制作局ドラマ制作部プロデューサー 加納貴治

6月23日(日)放送スタート!医療ドラマ全盛の時代に連続ドラマW『神の手』が問いかけるもの

「普通の医療ドラマとは全く違います!」――。6月23日(日)よりスタートする連続ドラマW『神の手』の加納貴治プロデューサーは自信を持ってそう語る。まず、絶対に手術で失敗しない凄腕の天才医師は出てこない。主人公は腕利きではあるが、天才とは言えない外科医であり、患者を前に苦悩し、葛藤する。彼が思い悩むのは、患者をいかに治すかという“生”の部分に関してではない。もはや治る見込みのない患者を前に、“死”とどう向き合うべきか? である。医療ドラマ全盛のいま、見る者に問いかける本ドラマの魅力をプロデューサーに聞いた。

テレビがほぼ唯一の娯楽の田舎から上京、バラエティADに

――まず、2007年のWOWOW入社に至るまでの話を伺いたいのですが、様々な紆余曲折を経て現在の部署にたどりついたそうで...。

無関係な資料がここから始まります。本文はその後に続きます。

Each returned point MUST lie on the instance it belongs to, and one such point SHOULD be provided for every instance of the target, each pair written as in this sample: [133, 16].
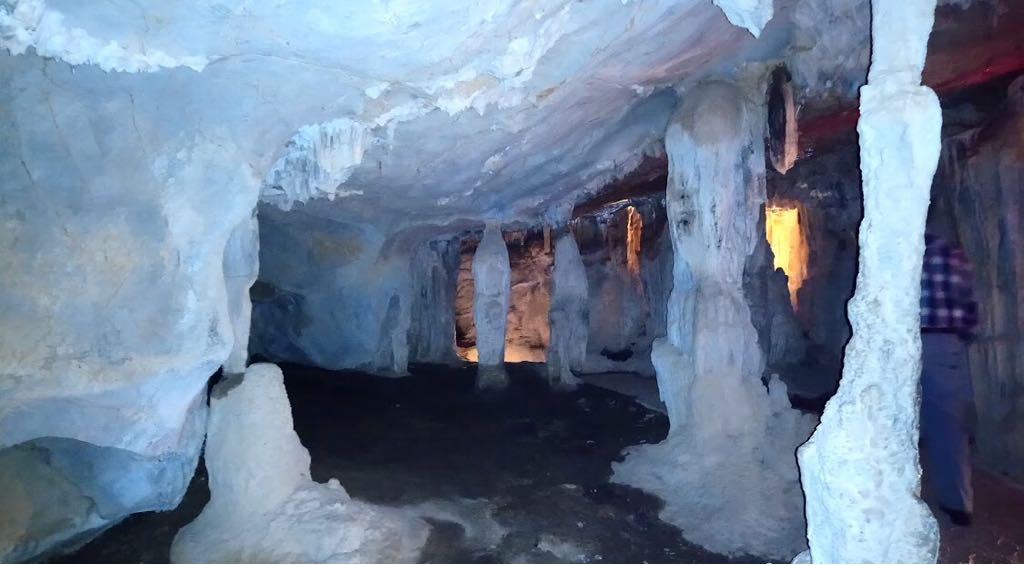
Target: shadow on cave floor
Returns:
[519, 475]
[537, 460]
[513, 476]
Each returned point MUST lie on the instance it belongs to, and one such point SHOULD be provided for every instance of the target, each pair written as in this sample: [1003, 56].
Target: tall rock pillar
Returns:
[726, 470]
[492, 279]
[860, 470]
[569, 313]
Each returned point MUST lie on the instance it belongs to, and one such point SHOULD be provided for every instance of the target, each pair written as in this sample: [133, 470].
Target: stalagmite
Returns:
[435, 269]
[492, 277]
[265, 508]
[241, 269]
[569, 313]
[860, 469]
[726, 470]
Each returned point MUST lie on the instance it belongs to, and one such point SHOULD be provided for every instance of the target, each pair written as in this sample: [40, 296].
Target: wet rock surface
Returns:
[519, 475]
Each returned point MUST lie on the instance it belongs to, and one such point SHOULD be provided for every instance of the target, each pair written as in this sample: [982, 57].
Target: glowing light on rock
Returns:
[787, 244]
[634, 231]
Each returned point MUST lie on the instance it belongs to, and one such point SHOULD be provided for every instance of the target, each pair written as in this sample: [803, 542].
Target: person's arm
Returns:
[964, 289]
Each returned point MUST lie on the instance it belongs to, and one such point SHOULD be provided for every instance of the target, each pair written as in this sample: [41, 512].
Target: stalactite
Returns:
[787, 245]
[634, 233]
[860, 471]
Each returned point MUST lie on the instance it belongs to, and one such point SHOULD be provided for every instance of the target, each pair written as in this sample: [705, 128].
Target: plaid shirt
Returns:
[946, 295]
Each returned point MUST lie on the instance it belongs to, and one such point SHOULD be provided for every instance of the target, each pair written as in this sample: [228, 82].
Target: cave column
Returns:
[241, 269]
[725, 426]
[860, 470]
[435, 270]
[492, 280]
[569, 313]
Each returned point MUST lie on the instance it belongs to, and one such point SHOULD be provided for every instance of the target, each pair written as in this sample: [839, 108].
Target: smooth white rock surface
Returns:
[860, 469]
[241, 270]
[263, 505]
[726, 471]
[492, 276]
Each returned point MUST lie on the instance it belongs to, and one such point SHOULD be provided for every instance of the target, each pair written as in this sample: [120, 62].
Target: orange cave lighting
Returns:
[787, 243]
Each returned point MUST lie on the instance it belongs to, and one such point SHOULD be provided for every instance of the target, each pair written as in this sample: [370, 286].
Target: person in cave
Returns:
[948, 315]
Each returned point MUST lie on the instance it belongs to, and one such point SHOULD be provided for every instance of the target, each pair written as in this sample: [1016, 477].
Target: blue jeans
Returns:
[946, 396]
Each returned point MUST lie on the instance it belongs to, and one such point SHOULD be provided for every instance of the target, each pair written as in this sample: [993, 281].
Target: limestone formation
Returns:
[263, 505]
[569, 313]
[435, 267]
[241, 270]
[492, 274]
[729, 452]
[860, 469]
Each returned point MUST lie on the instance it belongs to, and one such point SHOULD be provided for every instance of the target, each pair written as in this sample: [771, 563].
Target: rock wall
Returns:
[528, 332]
[492, 280]
[861, 463]
[331, 294]
[628, 309]
[241, 270]
[114, 309]
[569, 313]
[735, 463]
[431, 331]
[264, 507]
[981, 177]
[824, 187]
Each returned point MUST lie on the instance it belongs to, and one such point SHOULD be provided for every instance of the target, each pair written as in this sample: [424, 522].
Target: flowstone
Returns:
[860, 469]
[569, 313]
[726, 471]
[263, 505]
[492, 276]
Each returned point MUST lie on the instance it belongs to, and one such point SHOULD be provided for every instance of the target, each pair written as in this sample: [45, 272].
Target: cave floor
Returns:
[519, 475]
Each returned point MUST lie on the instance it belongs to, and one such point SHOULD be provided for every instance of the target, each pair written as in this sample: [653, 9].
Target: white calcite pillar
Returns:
[241, 270]
[264, 507]
[435, 270]
[569, 313]
[492, 280]
[726, 471]
[860, 470]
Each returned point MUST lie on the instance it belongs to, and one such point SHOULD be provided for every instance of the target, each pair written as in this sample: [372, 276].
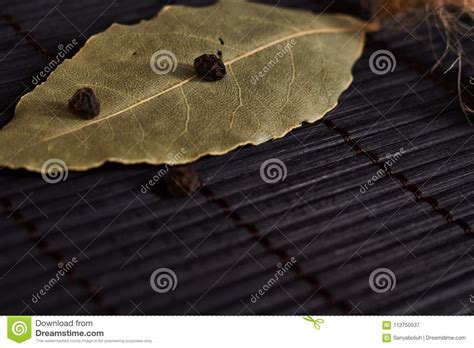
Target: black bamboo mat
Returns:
[229, 240]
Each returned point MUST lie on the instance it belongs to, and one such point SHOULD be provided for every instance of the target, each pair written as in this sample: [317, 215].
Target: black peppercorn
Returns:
[182, 181]
[84, 103]
[210, 67]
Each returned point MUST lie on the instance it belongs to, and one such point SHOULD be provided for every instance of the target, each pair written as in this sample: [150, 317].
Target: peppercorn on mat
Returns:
[370, 212]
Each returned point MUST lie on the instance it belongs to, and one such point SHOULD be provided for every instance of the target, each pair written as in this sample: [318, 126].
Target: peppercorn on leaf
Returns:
[284, 67]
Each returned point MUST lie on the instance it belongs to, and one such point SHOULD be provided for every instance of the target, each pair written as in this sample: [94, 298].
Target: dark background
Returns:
[226, 241]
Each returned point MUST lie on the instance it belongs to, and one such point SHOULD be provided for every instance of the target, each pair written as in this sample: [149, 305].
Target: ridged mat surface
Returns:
[227, 242]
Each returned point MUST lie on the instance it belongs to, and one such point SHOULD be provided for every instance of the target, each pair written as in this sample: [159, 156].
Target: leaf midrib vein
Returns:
[230, 62]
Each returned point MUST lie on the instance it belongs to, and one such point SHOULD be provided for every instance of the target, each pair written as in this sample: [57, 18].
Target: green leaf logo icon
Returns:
[19, 328]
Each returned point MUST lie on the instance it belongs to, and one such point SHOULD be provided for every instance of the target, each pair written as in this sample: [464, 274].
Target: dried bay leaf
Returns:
[284, 67]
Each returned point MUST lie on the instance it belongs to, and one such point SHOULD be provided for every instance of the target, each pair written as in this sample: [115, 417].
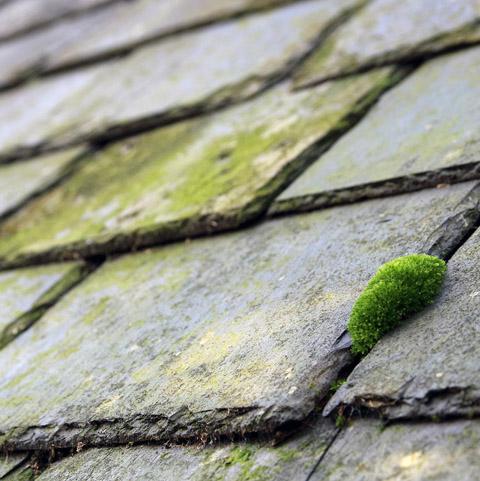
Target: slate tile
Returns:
[390, 31]
[430, 121]
[193, 177]
[10, 462]
[366, 451]
[21, 180]
[212, 337]
[429, 366]
[292, 461]
[19, 16]
[163, 81]
[25, 294]
[109, 31]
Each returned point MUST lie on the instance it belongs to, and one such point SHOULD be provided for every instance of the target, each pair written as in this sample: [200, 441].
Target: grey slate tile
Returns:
[365, 451]
[163, 81]
[429, 366]
[108, 31]
[21, 15]
[26, 293]
[391, 31]
[292, 461]
[191, 178]
[429, 122]
[21, 180]
[215, 336]
[10, 462]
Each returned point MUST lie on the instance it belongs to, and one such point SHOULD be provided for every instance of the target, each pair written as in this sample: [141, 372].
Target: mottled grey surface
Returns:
[21, 15]
[292, 461]
[10, 462]
[213, 336]
[365, 451]
[429, 121]
[429, 366]
[21, 180]
[190, 178]
[22, 290]
[164, 80]
[391, 31]
[106, 31]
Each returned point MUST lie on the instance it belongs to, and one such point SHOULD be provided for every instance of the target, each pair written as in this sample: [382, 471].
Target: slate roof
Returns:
[192, 196]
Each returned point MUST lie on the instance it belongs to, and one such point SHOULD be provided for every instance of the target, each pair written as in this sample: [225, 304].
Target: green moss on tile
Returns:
[230, 166]
[337, 384]
[400, 288]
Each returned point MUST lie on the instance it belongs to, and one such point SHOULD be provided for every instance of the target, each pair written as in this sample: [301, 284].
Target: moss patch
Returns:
[400, 288]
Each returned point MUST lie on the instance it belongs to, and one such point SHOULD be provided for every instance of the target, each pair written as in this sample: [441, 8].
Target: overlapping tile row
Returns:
[106, 32]
[213, 337]
[429, 366]
[190, 178]
[20, 181]
[9, 463]
[423, 132]
[20, 16]
[388, 31]
[293, 461]
[25, 294]
[364, 451]
[163, 81]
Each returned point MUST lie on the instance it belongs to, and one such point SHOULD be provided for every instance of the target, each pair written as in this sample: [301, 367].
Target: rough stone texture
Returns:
[9, 463]
[21, 180]
[390, 31]
[19, 16]
[366, 451]
[165, 80]
[206, 338]
[109, 31]
[192, 177]
[431, 121]
[25, 294]
[428, 366]
[293, 461]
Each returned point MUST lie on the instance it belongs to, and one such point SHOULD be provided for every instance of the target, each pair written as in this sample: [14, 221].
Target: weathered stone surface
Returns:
[211, 337]
[108, 31]
[193, 177]
[165, 80]
[293, 461]
[415, 127]
[19, 16]
[9, 463]
[429, 366]
[21, 180]
[390, 31]
[366, 451]
[25, 294]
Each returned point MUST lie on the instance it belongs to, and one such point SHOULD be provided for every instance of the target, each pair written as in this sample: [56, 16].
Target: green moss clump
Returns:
[399, 289]
[335, 386]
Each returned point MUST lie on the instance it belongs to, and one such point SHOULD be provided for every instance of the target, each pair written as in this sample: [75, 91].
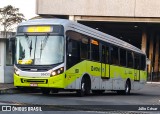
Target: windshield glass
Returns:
[39, 50]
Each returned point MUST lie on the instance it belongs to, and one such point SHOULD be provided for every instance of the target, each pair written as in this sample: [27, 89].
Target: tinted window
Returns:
[143, 62]
[122, 57]
[95, 50]
[114, 56]
[136, 61]
[105, 54]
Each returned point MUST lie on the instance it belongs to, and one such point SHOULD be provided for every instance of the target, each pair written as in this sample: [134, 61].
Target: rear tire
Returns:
[45, 91]
[127, 89]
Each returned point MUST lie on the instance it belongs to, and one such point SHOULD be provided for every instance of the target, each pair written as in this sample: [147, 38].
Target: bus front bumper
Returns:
[50, 82]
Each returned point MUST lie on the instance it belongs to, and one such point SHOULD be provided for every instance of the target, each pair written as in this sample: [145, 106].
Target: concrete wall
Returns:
[121, 8]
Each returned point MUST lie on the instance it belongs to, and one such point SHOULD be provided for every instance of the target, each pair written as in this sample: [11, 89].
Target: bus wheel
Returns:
[45, 91]
[85, 88]
[126, 91]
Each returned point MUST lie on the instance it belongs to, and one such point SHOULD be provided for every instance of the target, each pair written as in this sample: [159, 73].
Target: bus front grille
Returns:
[38, 81]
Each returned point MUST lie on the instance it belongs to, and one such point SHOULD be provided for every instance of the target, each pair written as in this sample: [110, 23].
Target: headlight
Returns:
[57, 71]
[16, 71]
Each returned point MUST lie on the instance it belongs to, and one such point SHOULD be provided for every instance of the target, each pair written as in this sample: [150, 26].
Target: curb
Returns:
[153, 82]
[9, 91]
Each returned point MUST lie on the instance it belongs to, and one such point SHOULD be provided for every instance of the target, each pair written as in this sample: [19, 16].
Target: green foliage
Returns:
[9, 17]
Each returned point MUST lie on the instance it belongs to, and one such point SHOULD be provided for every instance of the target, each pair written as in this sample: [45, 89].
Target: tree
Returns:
[9, 17]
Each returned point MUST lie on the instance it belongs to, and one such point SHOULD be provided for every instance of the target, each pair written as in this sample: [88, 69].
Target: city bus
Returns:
[59, 54]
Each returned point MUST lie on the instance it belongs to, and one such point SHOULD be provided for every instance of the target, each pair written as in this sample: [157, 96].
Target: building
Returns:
[6, 58]
[134, 21]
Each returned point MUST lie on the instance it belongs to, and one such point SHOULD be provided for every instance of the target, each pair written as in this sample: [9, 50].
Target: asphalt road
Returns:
[149, 95]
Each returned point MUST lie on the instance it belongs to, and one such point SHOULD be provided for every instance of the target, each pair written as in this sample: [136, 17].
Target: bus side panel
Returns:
[94, 69]
[74, 74]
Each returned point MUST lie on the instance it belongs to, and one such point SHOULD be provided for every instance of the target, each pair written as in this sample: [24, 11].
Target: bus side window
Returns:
[130, 59]
[84, 49]
[114, 56]
[143, 62]
[95, 50]
[73, 53]
[136, 61]
[105, 54]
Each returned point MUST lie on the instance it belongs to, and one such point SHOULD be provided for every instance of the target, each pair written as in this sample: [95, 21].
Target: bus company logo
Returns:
[95, 68]
[45, 74]
[6, 108]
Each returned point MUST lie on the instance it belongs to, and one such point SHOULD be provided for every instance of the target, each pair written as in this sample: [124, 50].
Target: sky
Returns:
[27, 7]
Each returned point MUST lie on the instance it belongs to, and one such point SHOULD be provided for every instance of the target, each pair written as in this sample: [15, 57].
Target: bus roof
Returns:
[85, 30]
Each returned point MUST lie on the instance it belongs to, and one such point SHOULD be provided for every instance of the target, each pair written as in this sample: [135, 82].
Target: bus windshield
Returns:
[39, 50]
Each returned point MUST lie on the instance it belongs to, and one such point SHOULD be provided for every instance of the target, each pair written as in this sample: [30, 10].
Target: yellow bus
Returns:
[58, 54]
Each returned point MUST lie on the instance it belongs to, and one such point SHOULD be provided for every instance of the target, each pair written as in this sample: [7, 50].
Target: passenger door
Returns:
[136, 67]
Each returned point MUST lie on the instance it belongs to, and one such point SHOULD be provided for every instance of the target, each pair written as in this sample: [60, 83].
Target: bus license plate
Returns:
[34, 85]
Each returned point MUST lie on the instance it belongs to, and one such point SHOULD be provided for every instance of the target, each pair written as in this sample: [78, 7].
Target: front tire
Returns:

もともと、映画館もないような田舎育ちで、娯楽の中心にあったのがテレビで、高校生の頃からなんとなく「テレビの仕事をしたいな」と思ってまして、上京して大学に通いつつ、テレビ関連の専門学校にも通い、テレビ局でバイトをしていました。その流れで制作会社で働き始めて、バラエティ番組のADをやっていて、最初の頃は半年くらい、家に帰らずに編集室で寝泊まりしているような生活を送っていました。とにかくしんどかったですが、いま思い返しても不思議と「イヤだ」という思いはなかったですね(笑)。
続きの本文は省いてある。